I've had a different experience tuning with 95 vs 98.
Granted it was with a different engine but it had a very similar compression ratio (8.4:1 iirc), slightly higher dynamic compression (180 psi) and ran a gt35r, a 0.82 rear housing and a large external gate.
3 octane points was not insignificant and allowed for 20% more timing.
If you see little to no gain using 98 over 95 then I suspect your car has been tuned for 95 or runs a super safe 98 tune that pulls timing regularly when run on less than 98.
This is often the case when you pay for a tune. No sensible tuner wants a car at the ragged edge. Go look at jets tuning thread to see how he felt about taking a stock motor over 500rwkw despite his ability to control knock and fuel. Yes that example is timing vs mechanical but you get the drift.

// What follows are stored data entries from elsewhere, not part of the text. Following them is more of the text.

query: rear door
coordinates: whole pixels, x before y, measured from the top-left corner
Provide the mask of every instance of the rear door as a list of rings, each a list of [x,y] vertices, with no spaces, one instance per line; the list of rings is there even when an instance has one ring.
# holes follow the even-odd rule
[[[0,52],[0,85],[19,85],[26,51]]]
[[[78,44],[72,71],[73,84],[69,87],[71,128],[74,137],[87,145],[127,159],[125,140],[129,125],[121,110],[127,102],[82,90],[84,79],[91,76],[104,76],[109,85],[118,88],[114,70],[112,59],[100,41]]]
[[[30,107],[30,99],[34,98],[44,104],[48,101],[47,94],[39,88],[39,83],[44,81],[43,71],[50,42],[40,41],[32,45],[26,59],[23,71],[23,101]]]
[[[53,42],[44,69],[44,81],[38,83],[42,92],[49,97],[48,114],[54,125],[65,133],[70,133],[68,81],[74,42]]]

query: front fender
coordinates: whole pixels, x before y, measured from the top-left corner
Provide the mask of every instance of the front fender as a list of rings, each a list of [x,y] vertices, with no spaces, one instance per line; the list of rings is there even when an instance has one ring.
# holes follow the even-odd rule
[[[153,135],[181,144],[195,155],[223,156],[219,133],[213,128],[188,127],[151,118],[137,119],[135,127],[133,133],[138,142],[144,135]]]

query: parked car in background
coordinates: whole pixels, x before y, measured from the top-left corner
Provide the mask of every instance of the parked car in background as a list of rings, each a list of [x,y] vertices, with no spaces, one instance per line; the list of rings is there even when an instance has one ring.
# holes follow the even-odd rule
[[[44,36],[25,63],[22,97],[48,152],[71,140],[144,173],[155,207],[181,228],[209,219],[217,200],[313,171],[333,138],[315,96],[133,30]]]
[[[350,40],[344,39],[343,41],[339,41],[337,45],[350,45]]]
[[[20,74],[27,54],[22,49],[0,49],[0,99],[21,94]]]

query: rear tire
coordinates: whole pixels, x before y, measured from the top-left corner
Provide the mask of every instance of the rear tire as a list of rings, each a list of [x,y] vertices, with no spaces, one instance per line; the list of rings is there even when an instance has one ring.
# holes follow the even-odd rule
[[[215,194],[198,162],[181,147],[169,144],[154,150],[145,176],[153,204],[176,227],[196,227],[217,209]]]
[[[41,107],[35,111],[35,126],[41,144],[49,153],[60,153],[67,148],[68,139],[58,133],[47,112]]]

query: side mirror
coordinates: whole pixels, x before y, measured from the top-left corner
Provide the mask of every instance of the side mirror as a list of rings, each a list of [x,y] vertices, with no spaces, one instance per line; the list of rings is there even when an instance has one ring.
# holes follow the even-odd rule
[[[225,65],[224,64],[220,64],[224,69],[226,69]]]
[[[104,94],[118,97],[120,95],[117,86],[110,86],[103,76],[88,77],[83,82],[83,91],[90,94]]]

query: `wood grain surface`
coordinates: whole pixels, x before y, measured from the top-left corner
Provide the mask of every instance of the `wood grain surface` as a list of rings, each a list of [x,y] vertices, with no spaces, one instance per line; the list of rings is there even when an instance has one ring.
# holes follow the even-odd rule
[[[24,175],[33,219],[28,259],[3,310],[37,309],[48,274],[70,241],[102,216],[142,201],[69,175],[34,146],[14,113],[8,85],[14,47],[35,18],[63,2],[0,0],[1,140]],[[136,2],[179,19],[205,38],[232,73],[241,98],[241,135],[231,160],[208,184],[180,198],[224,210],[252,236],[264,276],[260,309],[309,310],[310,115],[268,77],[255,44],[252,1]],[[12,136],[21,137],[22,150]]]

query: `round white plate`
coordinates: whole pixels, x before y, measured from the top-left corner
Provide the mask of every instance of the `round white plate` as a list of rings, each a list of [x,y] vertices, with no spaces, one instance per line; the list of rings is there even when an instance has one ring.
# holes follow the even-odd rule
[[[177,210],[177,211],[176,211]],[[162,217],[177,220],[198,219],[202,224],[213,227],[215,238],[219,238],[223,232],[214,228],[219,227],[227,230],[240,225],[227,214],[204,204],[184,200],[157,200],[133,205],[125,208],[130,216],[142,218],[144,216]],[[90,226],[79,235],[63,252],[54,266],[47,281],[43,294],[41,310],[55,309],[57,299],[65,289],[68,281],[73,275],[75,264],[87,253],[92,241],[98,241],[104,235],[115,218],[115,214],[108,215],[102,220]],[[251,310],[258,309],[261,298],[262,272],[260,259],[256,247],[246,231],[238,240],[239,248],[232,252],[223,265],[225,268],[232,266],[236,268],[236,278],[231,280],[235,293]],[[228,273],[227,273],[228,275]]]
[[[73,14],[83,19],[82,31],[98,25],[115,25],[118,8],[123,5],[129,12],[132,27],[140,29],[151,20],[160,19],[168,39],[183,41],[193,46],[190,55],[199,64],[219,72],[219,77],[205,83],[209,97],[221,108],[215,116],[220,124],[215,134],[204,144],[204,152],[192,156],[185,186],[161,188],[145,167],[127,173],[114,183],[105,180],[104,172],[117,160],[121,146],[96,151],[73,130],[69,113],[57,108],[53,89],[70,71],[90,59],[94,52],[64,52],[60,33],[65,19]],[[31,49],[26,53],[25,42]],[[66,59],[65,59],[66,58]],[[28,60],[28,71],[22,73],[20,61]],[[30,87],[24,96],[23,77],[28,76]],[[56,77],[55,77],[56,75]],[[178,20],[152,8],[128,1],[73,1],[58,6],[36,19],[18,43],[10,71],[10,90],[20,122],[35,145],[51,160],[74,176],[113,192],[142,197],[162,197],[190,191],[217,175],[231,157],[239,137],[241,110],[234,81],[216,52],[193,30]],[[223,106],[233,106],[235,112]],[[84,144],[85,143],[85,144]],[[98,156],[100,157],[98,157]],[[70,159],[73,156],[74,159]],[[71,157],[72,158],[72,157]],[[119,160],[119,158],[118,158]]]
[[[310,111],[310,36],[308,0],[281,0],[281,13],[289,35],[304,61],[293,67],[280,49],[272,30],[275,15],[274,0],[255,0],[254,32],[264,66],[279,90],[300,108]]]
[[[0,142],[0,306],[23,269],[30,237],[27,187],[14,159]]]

Baring faulty parts a misfire at idle is caused from either; running lean, a too small/insufficient plug gap, incorrect cam timing at idle or too much ignition timing at idle. Bad fuel will cause a misfire at idle too but that seems highly unlikely in your case.
Oh I almost forgot, water out of suspension can create intermittent misfires.
Fwiw I could run as lean as 15:1 at idle with about 7 degrees btdc but needed 13.7:1 to run 15-20 degrees btdc without misfiring in my other car.
I tune my ford to the limits of 98 and would not consider using 95 unless 98 was not available.
Sorry for the novel fellas but hey, it might come in handy for someone one day.